Дверь бара отворилась, вошел Майкл, размахивая связанными за шнурки шиповками и перчаткой-ловушкой. Теперь он был в теннисных туфлях.
— Привет, — сказал он, усаживаясь на табурет рядом с отцом. — Угостишь кокой?
— Одну коку, Винни, — сказал Федров бармену. — Ну, как закончилась игра?
— Мы победили, — ответил Майкл.
— Произошло что-нибудь выдающееся в последнем иннинге?
— Да так, небольшая неразбериха. Пришлось маленько понервничать. — Майкл жадно отпил из бокала, который поставил перед ним Винни. — У них было два человека на базе, и тут вмешался Серрацци… — Майкл снова отпил глоток.
— И что же он сделал? — спросил Федров.
— Врезал изо всей силы! Господи, ну ты же знаешь, как Серрацци может врезать по мячу! — ответил Майкл. — Правда, на сей раз он отбил его прямо Бадди Горовицу, на первую базу, и Бадди пришлось сделать всего два каких-то шага, и готово, игра сделана! Скажи, пап, а ты не против, если я с тобой не поеду, а? Энди Робертс пригласил всех к себе, они собираются сыграть в волейбол. Дорогу домой ты ведь знаешь, верно, папуля?
— Дорогу домой знаю, это правда, — ответил Федров. — И не советую слишком умничать.
Майкл усмехнулся и вскочил с табурета.
— Спасибо за коку! — Он направился было к выходу, резко остановился. — Ты не против, если я закину это барахлишко тебе в багажник? А, пап? — И Майкл взмахнул связанными шнурками шиповками. Прикрепленная к ним на петле, там же болталась перчатка.
— Дай сюда, — сказал Федров.
Майкл подошел и положил шиповки и перчатку на табурет.
— Добрый старый папуля… — протянул он. — Ладно, я побежал. Увидимся вечером, за обедом.
— Ну а чем ты отличился в этом последнем иннинге? — спросил Федров. Команда сына победила, этого было достаточно, чтоб не вдаваться в подробности, но ему хотелось лишние полминуты полюбоваться молодым и таким прекрасным лицом сына.

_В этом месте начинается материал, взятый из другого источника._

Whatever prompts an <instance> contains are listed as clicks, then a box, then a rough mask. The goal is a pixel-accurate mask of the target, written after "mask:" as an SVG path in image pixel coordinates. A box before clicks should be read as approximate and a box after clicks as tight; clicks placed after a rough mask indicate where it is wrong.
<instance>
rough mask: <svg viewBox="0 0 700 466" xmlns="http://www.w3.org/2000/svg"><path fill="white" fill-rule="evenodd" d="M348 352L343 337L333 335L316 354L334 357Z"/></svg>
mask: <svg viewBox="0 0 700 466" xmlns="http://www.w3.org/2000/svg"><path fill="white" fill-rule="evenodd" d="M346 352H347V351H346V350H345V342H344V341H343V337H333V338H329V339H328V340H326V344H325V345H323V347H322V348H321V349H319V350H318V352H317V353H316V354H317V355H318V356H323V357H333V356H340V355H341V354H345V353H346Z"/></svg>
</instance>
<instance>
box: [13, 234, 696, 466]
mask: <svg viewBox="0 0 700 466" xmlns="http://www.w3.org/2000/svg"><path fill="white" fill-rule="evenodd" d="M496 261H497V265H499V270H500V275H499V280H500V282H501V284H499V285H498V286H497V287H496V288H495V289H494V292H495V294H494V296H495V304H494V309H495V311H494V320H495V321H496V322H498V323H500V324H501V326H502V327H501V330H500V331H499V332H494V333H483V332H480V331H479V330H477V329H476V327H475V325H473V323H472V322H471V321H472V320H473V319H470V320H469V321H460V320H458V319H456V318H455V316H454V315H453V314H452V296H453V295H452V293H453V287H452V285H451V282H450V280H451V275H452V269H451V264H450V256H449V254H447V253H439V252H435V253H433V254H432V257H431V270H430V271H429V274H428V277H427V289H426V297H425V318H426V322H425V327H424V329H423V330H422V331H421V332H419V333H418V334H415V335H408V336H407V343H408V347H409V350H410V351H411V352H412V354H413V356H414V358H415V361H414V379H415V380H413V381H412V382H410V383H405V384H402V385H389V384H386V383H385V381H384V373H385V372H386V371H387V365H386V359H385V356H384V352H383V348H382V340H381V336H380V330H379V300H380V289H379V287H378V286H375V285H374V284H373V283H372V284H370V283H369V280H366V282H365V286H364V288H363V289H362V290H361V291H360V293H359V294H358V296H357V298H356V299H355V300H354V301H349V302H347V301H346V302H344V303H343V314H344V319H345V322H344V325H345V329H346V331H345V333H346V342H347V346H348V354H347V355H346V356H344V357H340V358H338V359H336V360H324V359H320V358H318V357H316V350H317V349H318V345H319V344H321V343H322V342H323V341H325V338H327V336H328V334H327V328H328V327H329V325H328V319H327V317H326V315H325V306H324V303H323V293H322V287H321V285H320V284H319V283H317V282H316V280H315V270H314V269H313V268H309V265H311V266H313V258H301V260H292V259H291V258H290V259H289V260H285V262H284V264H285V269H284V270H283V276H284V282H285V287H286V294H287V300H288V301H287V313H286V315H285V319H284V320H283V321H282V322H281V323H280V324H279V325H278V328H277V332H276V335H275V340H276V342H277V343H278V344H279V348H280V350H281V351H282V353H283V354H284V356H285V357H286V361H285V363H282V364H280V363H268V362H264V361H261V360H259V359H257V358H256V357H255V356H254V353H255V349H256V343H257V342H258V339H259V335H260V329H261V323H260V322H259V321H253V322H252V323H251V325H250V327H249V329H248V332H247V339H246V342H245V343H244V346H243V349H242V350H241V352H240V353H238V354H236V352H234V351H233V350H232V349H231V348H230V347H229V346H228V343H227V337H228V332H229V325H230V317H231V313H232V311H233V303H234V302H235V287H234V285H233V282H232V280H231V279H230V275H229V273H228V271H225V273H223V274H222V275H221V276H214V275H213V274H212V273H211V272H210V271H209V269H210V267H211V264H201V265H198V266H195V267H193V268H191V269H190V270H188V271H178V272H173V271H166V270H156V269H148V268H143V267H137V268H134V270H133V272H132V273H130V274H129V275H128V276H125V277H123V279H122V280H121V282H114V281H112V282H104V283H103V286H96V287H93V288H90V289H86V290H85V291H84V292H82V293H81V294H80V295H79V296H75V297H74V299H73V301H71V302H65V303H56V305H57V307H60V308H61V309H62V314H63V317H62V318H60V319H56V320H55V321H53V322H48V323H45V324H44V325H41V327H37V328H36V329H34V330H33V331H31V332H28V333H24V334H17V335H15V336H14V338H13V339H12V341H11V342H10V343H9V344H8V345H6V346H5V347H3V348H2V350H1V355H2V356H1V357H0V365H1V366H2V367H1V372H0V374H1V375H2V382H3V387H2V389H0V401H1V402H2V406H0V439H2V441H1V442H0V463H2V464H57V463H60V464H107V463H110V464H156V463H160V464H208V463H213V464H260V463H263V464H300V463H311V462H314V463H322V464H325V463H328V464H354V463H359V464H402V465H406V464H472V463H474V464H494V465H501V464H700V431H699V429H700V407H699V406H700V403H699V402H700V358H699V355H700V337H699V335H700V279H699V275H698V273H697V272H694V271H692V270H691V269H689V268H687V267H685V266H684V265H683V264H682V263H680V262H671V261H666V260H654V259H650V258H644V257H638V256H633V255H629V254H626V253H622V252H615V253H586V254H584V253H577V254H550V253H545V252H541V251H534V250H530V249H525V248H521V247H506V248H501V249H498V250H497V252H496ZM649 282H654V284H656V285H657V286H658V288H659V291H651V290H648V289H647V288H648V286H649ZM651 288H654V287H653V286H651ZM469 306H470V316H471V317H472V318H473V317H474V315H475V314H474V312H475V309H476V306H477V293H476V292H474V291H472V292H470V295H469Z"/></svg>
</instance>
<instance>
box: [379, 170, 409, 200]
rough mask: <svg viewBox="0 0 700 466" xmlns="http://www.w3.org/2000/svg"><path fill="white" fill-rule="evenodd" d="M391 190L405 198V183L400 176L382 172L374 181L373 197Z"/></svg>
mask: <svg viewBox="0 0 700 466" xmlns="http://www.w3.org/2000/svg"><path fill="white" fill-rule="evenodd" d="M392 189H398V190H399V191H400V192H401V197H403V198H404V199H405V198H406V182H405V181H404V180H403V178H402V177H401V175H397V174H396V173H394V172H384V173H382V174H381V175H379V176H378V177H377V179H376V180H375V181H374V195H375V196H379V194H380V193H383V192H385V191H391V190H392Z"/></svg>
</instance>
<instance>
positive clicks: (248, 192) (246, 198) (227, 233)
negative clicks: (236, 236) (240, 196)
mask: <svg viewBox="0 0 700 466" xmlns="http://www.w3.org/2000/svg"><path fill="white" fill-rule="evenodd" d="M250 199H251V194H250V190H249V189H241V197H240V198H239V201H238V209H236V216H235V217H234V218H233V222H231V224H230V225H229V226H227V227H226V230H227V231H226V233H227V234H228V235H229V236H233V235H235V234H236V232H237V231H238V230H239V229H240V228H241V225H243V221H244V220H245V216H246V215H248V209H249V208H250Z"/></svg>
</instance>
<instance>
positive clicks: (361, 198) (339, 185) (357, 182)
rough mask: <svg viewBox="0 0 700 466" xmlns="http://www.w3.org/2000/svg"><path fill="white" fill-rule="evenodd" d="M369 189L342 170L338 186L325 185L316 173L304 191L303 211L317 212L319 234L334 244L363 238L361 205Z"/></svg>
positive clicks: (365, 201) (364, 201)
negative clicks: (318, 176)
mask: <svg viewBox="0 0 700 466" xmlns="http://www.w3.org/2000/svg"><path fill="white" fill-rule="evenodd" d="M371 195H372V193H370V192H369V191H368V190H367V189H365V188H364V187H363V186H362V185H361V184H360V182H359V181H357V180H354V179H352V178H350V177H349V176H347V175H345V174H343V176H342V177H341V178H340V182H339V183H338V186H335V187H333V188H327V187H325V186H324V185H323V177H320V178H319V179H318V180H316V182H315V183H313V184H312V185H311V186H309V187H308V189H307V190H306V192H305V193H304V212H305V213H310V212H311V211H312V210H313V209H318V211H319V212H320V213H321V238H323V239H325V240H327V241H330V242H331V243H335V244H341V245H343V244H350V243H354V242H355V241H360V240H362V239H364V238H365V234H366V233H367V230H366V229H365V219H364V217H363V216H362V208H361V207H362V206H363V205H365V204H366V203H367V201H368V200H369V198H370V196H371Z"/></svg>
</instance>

— Перехватил одну подачу, — небрежно отмахнулся Майкл и снова двинулся к выходу. — Ну и отбросил мяч на вторую базу, ничего особенного. — Внезапно на лице его возникло хитроватое и насмешливое выражение. — Ничего такого зрелищного, в отличие от тебя, — добавил он. Голос звучал по-взрослому холодно.
— Что ты хочешь этим сказать? — недоуменно спросил Федров. Он не понимал.
— Да о том, как ты поймал тот мяч, — ответил Майкл. — Голой рукой. А потом раскланялся в ответ на восторги и аплодисменты. — В голосе его слышалось явное неодобрение.
— Ну и что в этом плохого? — спросил Федров.
— Сам знаешь, — ответил Майкл. — Не мне тебе говорить.
Теперь это были двое взрослых мужчин, примеривающихся друг к другу, прикидывающих, как бы половчей нанести удар.
— Не знаю, — сказал Федров.
— Еще как знаешь! — Стоя у стола, Майкл возвышался над отцом. — Ты просто выпендривался, вот что. И все ребята это поняли.
— Может, и выпендривался, — согласился Федров. — Но что тут плохого?
— Это так бросалось в глаза, — ответил Майкл. — И было совершенно ни к чему. Ни одному парню не понравится, когда его отец выпендривается.
Федров кивнул.
— Понимаю… — протянул он. — Что ж, увидимся позже.
Сын в последний раз окинул его холодным взглядом, словно оценивал ущерб от нанесенного удара, затем круто повернулся и вышел.
Федров тоже развернулся на табурете и уставился на бутылки, выстроившиеся за стойкой бара. Детство сына кончилось. Неизменному бездушному одобрению каждого поступка отца пришел конец. Пришел, возможно, уже давно, а он этого прежде не замечал. Теперь в семье присутствовал критик и соперник, нащупывающий его слабые стороны, примеривающийся, как бы ударить побольнее, пробующий силы, чтоб подчинить, покорить, победить. Оценивающий, насколько крепка любовь отца к нему.